A little background: Jake Paul, a 20-year-old internet celebrity from Cleveland, rose to infamy on the now-defunct video app Vine, along with his older brother, Logan Paul. In the last year, Jake has amassed 5 million followers on YouTube, where he posts music videos and vlogs featuring his all-Caucasian entourage, who all live with him Real World–style in a West Hollywood mansion. The community featured at the Streamys, comprising vloggers and hopeful musicians and actors like Paul, turned on him recently, after several allegations of misconduct, racism and the mistreatment of his ex-girlfriend, another YouTube celebrity, named Alissa Violet.

Jake-Paul-2017-billboard-1548 YouTube star Jake Paul lost the award he was nominated for—creator of the year—to Ethan and Grayson Dolan. Getty / Rich Fury

To a shocked audience, many of whom know Paul personally, Cozart opened his musical number by describing the president as "a bit of a mess." He went on, saying, "He represents America's darkest impulses for material wealth and possesses a malignant childishness and ignorance, and privilege. Plus, his hair is really ugly." Cozart continued on, adding that the president would burn America down if he believed there was something to gain from the destruction before revealing that the song was meant to satirize both Trump and Paul.
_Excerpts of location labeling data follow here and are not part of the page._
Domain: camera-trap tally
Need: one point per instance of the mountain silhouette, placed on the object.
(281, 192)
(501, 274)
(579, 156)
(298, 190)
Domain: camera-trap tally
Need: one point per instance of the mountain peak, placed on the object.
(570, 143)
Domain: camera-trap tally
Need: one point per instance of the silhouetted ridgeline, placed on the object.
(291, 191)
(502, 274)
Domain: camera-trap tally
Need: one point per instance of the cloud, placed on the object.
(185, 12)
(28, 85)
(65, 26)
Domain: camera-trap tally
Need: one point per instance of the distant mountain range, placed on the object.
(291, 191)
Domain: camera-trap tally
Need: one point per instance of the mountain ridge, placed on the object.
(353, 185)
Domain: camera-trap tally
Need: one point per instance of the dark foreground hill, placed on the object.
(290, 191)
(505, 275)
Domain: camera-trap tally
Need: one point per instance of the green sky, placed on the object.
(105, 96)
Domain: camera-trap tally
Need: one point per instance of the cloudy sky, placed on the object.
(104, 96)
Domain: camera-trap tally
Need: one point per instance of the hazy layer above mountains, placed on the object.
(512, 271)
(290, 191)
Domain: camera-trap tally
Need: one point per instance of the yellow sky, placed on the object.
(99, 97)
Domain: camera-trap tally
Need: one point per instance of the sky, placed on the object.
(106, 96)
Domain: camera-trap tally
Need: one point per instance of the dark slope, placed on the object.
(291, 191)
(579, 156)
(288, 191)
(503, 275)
Two dancers, one dressed in Trump's ill-fitting suit and a comb-over wig, and another in khaki shorts meant to represent Paul, joined Cozart onstage.
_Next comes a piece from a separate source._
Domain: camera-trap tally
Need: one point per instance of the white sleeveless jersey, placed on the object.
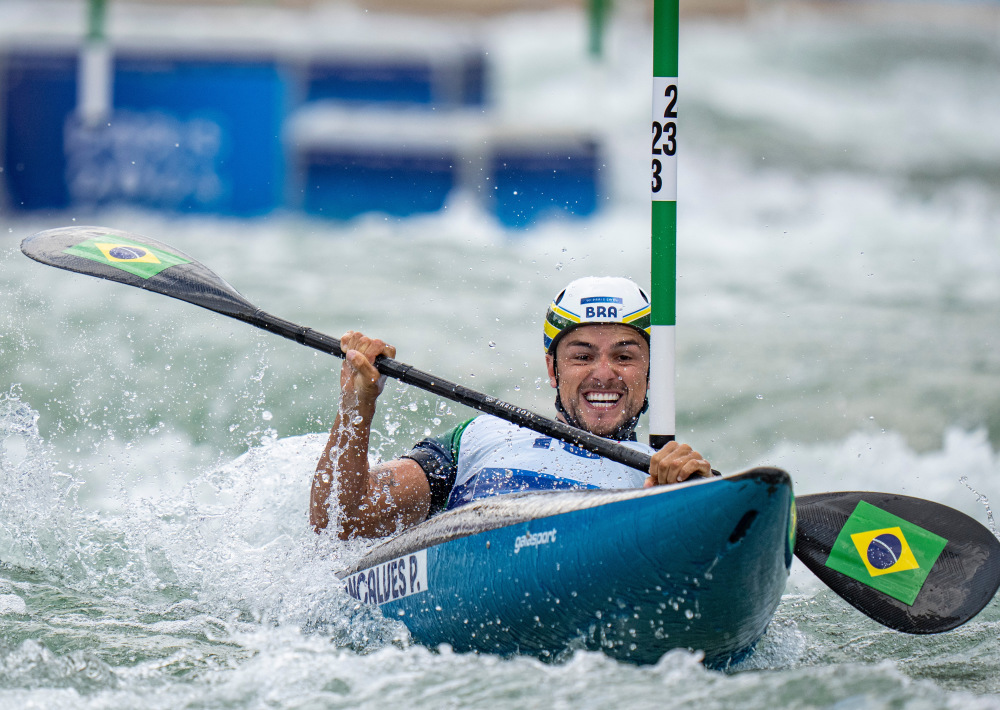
(495, 456)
"If everybody acts like this," Cozart sang, describing both Trump and Paul's selfishness and near-gleeful manipulation of those around them, "we'll bring on the apocalypse." Digital flames covered the stage's screens as Cozart and his dancers began "dabbing" hysterically and pretending to take selfies. When the number ended, it was met with the largest applause break of the show. Cozart then apologized to Trump, suggesting that comparing anyone to Paul was a grave insult.

Neither Paul nor Trump responded to the Streamys via Twitter, and Paul lost the award he was nominated for—creator of the year—to Ethan and Grayson Dolan, twin brothers from New Jersey who became famous on Vine and are currently signed to AwesomenessTV, an affiliate of YouTube.